Recent advances in code generation augmented learning in software domains such as SWE-RL have shown that training code generation language models with similarity-based rewards can effectively improve program synthesis. Rehnection Learning (RL) works by allowing the model to learn the optimal strategy by adjusting its behavior based on continuous interaction with the environment and reward signals. The hardware verification environment provides an even richer and more structured feedback opportunity for this learning paradigm. Hardware validation provides immediate and quantifiable feedback through multiple specific reward signals, including feature coverage percentage, assertion pass rate, simulation convergence metrics, power and timing analysis results, and protocol compliance scores.
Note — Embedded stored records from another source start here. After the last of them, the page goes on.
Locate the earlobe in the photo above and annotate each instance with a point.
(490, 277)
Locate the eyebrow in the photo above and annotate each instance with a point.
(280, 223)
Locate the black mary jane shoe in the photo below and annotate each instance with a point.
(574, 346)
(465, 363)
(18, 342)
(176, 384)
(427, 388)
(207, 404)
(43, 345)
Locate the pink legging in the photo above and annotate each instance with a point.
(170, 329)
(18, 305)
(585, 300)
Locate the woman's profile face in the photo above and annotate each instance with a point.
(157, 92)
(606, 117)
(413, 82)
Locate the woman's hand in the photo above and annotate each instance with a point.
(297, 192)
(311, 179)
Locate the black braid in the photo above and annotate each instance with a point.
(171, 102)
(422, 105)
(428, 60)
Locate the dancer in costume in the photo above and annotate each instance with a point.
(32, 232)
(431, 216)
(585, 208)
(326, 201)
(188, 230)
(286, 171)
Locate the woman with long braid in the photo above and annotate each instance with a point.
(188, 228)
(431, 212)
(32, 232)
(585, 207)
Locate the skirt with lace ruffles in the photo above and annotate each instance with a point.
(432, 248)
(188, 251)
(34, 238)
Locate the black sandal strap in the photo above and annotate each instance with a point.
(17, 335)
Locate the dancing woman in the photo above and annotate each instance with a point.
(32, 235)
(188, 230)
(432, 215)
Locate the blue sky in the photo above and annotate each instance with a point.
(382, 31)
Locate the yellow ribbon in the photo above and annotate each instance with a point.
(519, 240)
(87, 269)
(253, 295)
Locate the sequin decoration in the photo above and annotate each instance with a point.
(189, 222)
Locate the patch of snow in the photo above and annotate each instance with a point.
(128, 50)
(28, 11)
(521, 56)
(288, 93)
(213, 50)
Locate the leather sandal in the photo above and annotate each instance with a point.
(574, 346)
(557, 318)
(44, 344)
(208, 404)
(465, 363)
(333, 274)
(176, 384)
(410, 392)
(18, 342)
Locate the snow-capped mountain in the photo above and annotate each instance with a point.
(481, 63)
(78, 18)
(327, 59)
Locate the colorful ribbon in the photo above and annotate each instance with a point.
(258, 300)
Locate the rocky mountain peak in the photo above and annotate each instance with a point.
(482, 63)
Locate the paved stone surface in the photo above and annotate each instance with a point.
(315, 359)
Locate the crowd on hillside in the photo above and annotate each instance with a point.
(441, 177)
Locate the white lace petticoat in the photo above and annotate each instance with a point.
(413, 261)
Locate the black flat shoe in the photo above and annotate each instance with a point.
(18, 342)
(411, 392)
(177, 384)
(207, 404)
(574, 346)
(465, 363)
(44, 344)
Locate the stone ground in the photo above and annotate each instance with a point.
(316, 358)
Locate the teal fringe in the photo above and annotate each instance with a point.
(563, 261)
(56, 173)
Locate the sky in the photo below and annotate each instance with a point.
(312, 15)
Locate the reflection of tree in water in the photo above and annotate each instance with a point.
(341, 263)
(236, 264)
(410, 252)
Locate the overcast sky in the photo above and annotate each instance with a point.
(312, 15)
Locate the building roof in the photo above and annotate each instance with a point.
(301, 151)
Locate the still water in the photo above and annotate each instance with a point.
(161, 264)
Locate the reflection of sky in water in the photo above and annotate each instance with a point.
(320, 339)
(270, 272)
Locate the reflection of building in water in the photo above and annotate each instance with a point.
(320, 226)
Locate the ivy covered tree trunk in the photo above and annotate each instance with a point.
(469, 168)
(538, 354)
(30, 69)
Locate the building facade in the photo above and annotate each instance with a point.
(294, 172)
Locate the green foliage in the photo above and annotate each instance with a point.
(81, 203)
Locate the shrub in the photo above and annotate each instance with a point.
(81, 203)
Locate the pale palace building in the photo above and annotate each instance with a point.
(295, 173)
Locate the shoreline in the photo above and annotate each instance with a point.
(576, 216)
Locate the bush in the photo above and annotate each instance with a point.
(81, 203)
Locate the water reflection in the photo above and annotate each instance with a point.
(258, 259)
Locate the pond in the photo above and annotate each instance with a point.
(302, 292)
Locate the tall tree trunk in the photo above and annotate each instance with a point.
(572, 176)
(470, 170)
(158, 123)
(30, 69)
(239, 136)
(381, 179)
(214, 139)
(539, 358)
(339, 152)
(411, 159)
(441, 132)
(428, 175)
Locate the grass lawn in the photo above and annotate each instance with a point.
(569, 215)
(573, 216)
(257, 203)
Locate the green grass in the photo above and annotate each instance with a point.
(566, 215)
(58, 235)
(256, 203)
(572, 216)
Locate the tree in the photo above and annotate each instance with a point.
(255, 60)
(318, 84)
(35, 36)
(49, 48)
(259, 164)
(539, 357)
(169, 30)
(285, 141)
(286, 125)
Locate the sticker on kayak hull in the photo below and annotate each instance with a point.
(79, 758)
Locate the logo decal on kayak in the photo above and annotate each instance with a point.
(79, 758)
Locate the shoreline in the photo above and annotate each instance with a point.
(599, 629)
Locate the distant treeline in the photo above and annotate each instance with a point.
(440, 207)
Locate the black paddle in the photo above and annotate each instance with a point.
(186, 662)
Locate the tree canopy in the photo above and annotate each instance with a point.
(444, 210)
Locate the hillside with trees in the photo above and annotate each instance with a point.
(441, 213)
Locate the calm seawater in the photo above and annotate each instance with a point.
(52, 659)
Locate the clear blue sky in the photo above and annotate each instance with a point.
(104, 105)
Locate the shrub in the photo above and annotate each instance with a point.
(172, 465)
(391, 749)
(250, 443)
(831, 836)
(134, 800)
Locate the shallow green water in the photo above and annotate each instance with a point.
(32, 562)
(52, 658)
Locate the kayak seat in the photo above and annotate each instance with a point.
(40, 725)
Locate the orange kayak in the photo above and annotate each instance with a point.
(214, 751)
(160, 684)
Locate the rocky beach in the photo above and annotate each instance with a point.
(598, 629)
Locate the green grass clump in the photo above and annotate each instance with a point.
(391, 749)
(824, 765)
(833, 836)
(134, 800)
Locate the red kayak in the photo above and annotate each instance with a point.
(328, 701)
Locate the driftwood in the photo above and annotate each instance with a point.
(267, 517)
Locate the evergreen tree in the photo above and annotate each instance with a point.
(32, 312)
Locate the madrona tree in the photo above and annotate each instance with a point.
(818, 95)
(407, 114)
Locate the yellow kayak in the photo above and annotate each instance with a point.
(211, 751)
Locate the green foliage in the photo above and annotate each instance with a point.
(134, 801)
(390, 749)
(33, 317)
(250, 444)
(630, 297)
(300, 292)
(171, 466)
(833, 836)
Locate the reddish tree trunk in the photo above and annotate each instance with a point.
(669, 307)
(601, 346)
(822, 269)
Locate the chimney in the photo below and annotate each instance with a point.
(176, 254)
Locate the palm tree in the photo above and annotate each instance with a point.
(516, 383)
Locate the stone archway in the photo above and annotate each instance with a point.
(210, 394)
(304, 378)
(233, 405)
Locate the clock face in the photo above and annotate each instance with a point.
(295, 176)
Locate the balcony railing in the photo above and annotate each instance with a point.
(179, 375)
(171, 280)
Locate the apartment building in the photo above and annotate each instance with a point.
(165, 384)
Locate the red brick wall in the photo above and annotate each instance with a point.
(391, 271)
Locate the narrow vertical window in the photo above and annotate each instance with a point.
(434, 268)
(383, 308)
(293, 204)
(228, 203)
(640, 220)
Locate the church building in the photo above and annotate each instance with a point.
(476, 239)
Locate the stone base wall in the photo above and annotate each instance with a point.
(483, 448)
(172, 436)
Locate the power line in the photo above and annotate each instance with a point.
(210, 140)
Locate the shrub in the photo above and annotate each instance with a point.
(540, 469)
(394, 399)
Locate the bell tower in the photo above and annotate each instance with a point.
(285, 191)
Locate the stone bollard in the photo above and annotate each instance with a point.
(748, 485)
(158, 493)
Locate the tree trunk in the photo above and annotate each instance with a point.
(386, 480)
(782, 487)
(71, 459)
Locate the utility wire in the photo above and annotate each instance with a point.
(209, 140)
These feedback signals can be utilized through reinforcement learning from the verification results (RLVR) to create specialized training loops. For example, if the generated UVM testbench achieves higher functional coverage or better PPA results, the model receives positive reinforcement. Conversely, if the generated code fails to compile, generates simulation errors, or generates low coverage metrics, the model learns to avoid similar patterns. This creates a powerful learning mechanism that allows AI systems to gradually understand the subtle requirements of hardware verification, allowing them to develop powerful features ultimately for complex verification tasks through direct interaction with the unique feedback mechanisms of the verification environment.
moreover, Searched Generation (rag) It offers important possibilities for increased reasoning and understanding. Different SOC projects share important commonalities in UVM architecture. Through intelligent search and code adaptation technologies, AI can efficiently perform the boring task of migrating mature validation components from one project to another and reusing validation IP. In the meantime, if structured information from design code and documents can be pre-stored and saved, LLMS can use RAG to create more accurate, targeted test cases based on a deeper understanding of hardware design.
Conclusion
From a modern AI agent perspective, UVM code generation is essentially a combined task that combines multi-stage task planning, long contextual tasks, environmental interactions, and self-validation. However, as the knowledge base and inference capabilities of large-scale language models continue to improve and the toolchains that cater to the agent building process become increasingly refined and integrated, AI will rapidly become an intelligent partner that is essential to the day-to-day operations of verification engineers.
Kexun Zhang is a PhD. A language technology student at Carnegie Mellon University.